One of the accords is with Amwaj International, a Jordanian-based property developer. The company, which is owned by Jordanian and Iraqi investors, plans to build a $50m, five-star tourist resort with 250 rooms. Other property companies are also moving in. Al Thuraya, which is based in Amman, is working on a $14m, three-star resort with 100 chalets. The two projects are expected to take two years to complete.
"We are also negotiating agreements with at least three major Arab investors to launch other tourist projects," Mr Kilani says. But this coastline development will be carefully controlled. "Even with the projected expansion, we do not wish to see the area turned into a mass destination site," says Nayef al Fayez, the head of the Jordan Tourism Board (JTB). "So far, we have yet to reach our potential. The Dead Sea can accommodate more hotels with different room categories and more tourists."
Between 2005 and last year, the number of available rooms in the area jumped from 682 to 1,046, according to JTB, while the number of tourists who stayed in the hotels increased from 120,316 to 202,582 during the same period. Figures such as these show the area is ripe for development.

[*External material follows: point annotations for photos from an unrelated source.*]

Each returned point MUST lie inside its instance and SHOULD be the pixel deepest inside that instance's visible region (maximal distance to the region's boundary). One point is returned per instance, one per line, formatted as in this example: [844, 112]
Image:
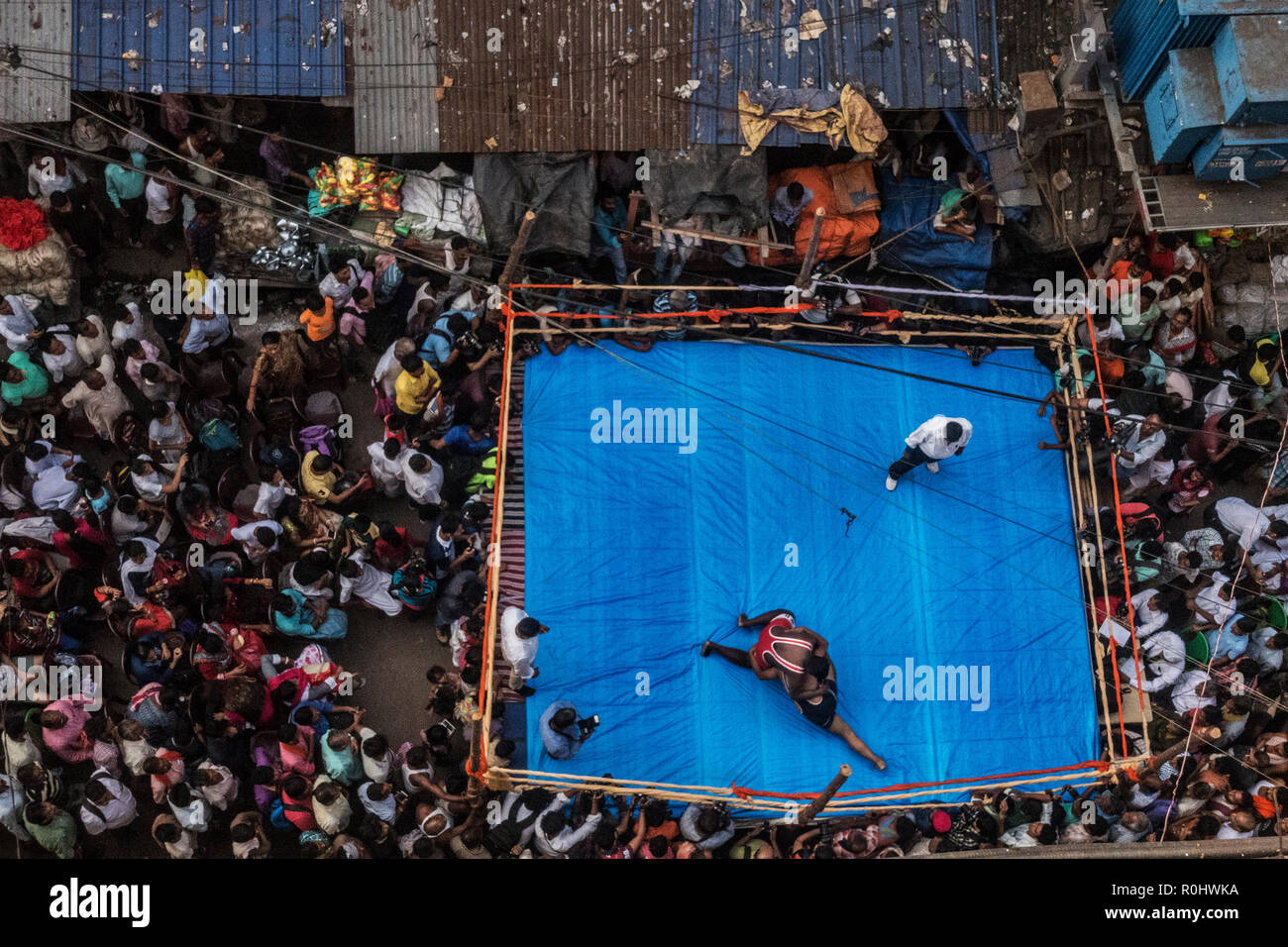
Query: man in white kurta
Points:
[385, 471]
[369, 583]
[934, 441]
[99, 395]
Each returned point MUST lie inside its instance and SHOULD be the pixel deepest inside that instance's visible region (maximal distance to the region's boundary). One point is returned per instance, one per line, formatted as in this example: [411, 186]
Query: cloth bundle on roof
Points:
[44, 270]
[845, 232]
[246, 228]
[22, 224]
[845, 116]
[441, 201]
[353, 180]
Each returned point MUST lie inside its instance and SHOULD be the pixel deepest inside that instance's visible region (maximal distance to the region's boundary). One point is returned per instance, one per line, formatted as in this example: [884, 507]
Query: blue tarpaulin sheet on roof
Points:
[909, 241]
[639, 552]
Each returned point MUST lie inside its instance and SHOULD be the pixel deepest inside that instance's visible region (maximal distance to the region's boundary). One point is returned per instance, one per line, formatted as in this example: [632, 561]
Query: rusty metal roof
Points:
[44, 35]
[394, 76]
[565, 75]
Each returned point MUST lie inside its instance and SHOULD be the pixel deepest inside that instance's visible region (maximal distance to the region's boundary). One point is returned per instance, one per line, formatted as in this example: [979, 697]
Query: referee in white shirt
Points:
[938, 438]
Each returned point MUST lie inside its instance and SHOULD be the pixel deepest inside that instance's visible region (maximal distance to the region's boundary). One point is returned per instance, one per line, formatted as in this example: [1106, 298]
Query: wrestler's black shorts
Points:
[822, 712]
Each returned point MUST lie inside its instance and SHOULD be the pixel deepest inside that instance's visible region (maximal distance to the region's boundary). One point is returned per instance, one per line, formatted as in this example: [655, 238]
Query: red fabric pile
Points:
[22, 224]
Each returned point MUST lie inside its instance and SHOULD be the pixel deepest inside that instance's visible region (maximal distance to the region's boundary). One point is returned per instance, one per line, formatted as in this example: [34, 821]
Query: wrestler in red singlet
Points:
[767, 654]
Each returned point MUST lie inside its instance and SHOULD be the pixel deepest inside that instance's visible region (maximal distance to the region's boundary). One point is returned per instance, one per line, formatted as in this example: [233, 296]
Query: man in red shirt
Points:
[798, 657]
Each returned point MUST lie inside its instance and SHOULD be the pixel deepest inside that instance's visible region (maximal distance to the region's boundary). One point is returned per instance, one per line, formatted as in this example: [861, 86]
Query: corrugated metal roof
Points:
[27, 95]
[394, 73]
[222, 47]
[565, 75]
[903, 53]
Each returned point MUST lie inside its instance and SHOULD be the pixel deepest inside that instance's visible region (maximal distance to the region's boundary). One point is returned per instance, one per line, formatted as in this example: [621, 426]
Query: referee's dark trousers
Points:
[912, 458]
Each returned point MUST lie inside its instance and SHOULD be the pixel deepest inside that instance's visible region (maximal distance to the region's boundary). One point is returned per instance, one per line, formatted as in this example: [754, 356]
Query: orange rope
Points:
[497, 514]
[743, 792]
[1122, 545]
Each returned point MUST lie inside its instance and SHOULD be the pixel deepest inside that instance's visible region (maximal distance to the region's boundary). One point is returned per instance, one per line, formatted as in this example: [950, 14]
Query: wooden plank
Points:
[719, 237]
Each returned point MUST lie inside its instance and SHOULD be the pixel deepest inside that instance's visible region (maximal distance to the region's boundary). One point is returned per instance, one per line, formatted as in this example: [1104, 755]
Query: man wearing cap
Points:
[934, 441]
[519, 644]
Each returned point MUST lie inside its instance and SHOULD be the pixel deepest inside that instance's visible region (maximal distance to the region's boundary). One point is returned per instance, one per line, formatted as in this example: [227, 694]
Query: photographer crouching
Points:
[563, 732]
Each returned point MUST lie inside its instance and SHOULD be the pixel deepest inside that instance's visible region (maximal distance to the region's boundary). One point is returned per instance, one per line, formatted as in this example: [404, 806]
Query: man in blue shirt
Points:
[468, 438]
[439, 347]
[609, 222]
[125, 183]
[562, 733]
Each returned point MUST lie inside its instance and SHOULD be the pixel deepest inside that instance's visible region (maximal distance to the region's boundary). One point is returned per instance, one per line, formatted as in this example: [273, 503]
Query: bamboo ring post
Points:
[810, 810]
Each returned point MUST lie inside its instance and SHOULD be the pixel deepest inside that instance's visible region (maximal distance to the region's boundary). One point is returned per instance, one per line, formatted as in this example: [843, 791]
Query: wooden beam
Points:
[810, 810]
[811, 252]
[719, 237]
[632, 213]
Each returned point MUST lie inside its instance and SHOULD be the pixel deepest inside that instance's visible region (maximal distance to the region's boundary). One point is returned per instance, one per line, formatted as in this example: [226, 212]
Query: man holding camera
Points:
[562, 732]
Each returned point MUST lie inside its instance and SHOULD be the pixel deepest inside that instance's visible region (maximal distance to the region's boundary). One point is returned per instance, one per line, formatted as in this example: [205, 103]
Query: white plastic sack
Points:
[1252, 292]
[1279, 268]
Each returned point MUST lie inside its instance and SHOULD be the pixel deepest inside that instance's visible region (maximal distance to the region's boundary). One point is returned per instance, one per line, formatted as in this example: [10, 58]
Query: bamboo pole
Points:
[811, 250]
[810, 810]
[516, 250]
[1077, 500]
[478, 751]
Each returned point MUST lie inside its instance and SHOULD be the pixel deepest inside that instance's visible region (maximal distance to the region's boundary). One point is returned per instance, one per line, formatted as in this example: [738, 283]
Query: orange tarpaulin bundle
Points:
[844, 234]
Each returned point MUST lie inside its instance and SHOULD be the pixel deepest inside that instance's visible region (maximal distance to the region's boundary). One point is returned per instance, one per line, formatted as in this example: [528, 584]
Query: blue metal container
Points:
[1262, 149]
[1145, 30]
[227, 48]
[1184, 105]
[1252, 67]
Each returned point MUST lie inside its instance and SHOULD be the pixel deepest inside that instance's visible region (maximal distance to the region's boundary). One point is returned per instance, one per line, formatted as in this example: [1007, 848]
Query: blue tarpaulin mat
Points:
[728, 501]
[910, 243]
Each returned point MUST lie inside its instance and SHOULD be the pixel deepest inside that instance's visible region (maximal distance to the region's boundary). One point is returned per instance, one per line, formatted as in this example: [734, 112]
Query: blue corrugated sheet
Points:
[1146, 30]
[903, 55]
[219, 47]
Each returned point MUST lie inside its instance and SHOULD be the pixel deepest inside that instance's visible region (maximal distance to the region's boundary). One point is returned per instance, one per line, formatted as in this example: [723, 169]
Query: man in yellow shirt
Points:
[318, 320]
[415, 386]
[320, 475]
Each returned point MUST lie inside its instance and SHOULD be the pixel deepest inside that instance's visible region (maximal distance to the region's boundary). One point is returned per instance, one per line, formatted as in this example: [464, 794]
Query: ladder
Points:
[1150, 204]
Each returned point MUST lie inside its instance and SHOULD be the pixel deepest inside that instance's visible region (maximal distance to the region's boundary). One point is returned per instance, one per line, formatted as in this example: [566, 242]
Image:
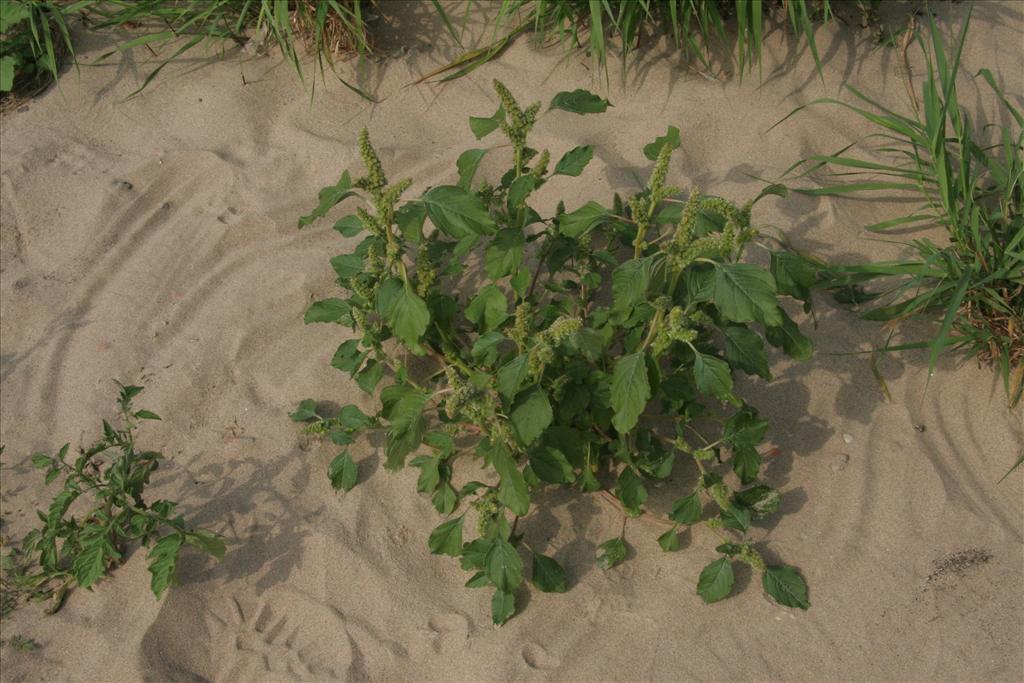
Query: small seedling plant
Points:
[111, 478]
[597, 353]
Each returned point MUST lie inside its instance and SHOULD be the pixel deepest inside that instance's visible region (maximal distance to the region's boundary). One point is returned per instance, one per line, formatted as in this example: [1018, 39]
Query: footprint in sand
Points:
[450, 632]
[538, 657]
[275, 637]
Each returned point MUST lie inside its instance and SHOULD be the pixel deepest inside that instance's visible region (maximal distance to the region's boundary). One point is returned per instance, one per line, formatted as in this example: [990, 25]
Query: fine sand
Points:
[154, 240]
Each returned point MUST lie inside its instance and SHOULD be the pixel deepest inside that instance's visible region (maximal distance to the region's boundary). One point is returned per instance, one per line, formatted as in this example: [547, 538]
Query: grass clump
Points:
[591, 349]
[34, 37]
[970, 179]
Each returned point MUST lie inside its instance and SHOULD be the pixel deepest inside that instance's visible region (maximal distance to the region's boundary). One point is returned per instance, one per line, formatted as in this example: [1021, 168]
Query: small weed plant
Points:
[592, 349]
[110, 478]
[970, 179]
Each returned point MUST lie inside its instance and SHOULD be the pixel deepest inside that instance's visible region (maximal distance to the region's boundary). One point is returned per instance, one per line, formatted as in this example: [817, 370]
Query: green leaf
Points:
[468, 162]
[409, 317]
[745, 350]
[512, 375]
[686, 510]
[716, 581]
[610, 553]
[630, 391]
[744, 293]
[329, 197]
[502, 607]
[343, 472]
[163, 559]
[580, 101]
[785, 586]
[503, 565]
[457, 212]
[530, 416]
[576, 223]
[669, 541]
[713, 376]
[574, 161]
[328, 310]
[488, 308]
[446, 538]
[630, 489]
[504, 254]
[671, 138]
[551, 465]
[90, 562]
[370, 376]
[210, 543]
[629, 285]
[348, 356]
[548, 574]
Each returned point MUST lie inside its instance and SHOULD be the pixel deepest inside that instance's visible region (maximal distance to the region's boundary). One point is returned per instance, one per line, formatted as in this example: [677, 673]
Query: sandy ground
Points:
[153, 240]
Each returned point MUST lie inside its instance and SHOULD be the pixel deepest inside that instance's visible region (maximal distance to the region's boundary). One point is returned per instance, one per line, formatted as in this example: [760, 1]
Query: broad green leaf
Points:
[716, 581]
[488, 308]
[744, 293]
[503, 565]
[671, 138]
[630, 391]
[686, 510]
[745, 349]
[669, 541]
[329, 197]
[343, 472]
[580, 101]
[785, 586]
[163, 559]
[409, 317]
[457, 212]
[574, 161]
[446, 538]
[629, 285]
[551, 465]
[530, 416]
[630, 489]
[610, 553]
[502, 607]
[512, 375]
[713, 376]
[468, 162]
[328, 310]
[577, 223]
[548, 574]
[504, 254]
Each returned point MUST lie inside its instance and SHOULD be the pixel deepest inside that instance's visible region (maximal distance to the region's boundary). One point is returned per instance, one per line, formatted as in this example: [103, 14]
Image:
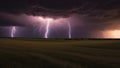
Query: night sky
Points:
[87, 18]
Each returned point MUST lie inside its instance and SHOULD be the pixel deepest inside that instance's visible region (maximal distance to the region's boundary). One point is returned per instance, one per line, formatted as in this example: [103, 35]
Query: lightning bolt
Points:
[47, 28]
[13, 31]
[69, 30]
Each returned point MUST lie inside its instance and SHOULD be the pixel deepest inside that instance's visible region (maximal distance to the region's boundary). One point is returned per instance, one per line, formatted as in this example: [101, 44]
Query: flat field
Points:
[60, 53]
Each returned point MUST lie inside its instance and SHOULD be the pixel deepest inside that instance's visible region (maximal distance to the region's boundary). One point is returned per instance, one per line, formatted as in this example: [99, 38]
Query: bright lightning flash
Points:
[13, 31]
[47, 27]
[69, 31]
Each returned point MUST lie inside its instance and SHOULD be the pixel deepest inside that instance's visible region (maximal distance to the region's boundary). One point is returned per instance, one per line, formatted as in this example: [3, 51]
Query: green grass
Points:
[43, 53]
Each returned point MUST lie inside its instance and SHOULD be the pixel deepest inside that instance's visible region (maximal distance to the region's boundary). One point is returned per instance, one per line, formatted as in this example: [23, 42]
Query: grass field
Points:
[41, 53]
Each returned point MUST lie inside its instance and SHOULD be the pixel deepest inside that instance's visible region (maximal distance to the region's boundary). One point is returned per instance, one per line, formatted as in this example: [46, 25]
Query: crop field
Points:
[60, 53]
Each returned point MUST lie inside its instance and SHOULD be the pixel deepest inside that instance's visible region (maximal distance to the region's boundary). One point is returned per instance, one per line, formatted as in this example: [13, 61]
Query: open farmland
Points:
[41, 53]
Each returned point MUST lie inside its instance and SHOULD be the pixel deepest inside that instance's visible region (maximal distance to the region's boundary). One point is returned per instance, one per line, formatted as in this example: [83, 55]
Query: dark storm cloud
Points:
[93, 8]
[4, 21]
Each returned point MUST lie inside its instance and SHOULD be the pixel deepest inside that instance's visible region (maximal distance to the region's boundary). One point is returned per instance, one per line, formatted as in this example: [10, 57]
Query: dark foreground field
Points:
[36, 53]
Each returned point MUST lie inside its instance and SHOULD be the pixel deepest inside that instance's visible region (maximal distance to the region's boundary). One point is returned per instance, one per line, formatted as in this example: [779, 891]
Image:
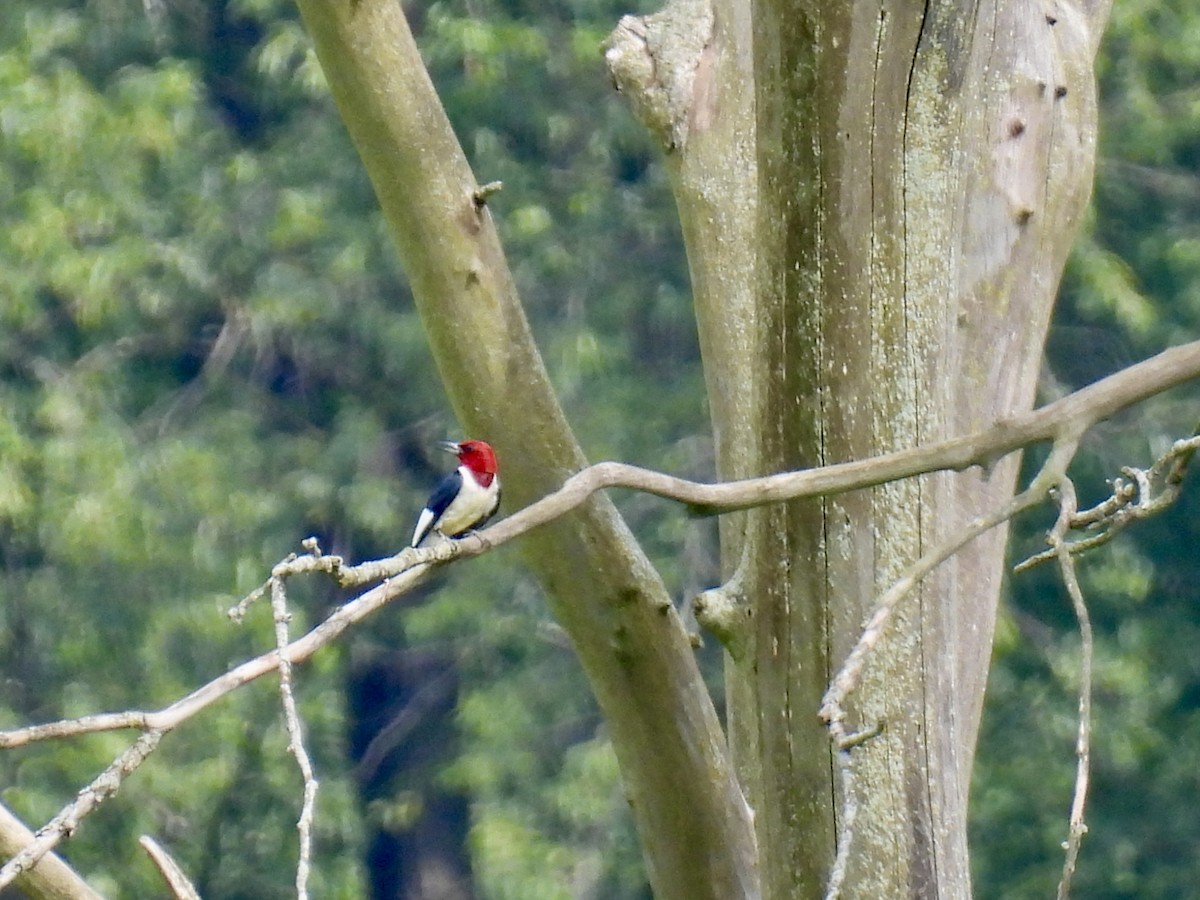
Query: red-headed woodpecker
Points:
[467, 497]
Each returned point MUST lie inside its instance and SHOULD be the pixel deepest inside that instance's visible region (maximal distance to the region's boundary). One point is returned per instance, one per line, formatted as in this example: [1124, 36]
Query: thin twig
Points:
[1146, 493]
[181, 887]
[1077, 827]
[1061, 421]
[100, 790]
[295, 736]
[844, 683]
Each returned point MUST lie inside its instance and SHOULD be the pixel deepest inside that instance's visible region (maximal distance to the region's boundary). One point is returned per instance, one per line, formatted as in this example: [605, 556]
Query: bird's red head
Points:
[478, 456]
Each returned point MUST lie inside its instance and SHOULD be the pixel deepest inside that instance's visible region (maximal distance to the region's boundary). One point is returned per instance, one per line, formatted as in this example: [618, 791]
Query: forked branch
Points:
[1062, 423]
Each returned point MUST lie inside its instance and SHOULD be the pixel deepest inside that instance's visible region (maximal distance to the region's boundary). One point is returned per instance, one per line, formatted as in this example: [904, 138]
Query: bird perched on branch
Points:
[467, 497]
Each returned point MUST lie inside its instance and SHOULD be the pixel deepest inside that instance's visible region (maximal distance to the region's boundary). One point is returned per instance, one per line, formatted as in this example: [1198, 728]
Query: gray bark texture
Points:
[921, 172]
[877, 202]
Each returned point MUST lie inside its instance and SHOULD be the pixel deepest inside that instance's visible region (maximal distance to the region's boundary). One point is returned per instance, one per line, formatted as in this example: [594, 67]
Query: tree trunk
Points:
[689, 809]
[921, 172]
[877, 202]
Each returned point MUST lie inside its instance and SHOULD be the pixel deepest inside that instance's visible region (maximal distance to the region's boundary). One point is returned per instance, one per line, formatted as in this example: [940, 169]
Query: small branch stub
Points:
[484, 192]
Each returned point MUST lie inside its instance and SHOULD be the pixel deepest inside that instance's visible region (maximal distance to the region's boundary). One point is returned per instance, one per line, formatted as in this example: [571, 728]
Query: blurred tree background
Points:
[208, 353]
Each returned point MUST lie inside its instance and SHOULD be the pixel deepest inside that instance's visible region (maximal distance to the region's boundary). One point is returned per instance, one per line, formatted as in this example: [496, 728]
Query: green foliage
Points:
[1132, 288]
[208, 352]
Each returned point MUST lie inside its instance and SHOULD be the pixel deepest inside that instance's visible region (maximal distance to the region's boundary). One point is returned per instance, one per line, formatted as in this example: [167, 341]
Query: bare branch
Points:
[833, 711]
[1062, 421]
[1146, 493]
[49, 880]
[1077, 828]
[100, 790]
[295, 736]
[181, 887]
[833, 705]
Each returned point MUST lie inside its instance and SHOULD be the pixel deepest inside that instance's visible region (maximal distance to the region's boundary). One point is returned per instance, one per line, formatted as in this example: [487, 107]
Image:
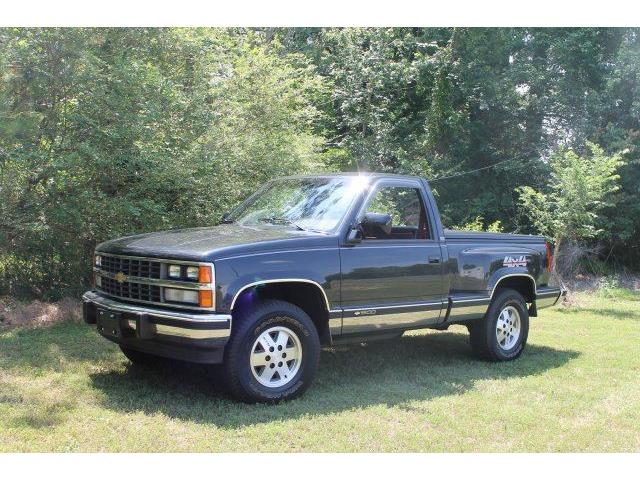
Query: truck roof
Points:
[355, 174]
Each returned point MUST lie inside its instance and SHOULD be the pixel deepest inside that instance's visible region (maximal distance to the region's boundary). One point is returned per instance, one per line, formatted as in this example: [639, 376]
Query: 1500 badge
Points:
[519, 261]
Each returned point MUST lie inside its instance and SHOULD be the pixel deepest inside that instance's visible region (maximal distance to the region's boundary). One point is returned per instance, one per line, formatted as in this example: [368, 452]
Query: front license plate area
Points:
[109, 323]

Being just a 30-minute drive from Queen Alia International Airport in Amman, the Dead Sea shoreline has a competitive advantage alongside its therapeutic waters.
There is also the King Hussein Bin Talal Convention Centre, which has hosted the World Economic Forum. "There are positive prospects for tourism and investments," says Mr al Fayez. "We have intensified our campaigns in the Arab market to encourage tourists to visit the Dead Sea. It is already paying off, not only from Syria and Lebanon, but also from the Gulf." Despite its proximity to Amman, access to Dead Sea resorts remains a distant dream for many ordinary Jordanians. According to a 2008 report by the USAID Jordan Economic Development Programme, the project plans have focused too heavily on the "high-end" international market and ignored ordinary Jordanian families.
"Many Jordanians cannot afford to spend a weekend there, let alone an entry fee to one of the hotels," says Imad Hmoud, an independent economist. "The existing investments target foreigners and medical tourists from Europe and the Gulf states. "Middle-class Jordanians are not able to access these hotels despite their proximity to the capital because they are too expensive. There is a large segment of society deprived from enjoying the Dead Sea. Therefore, future investment should not neglect these people."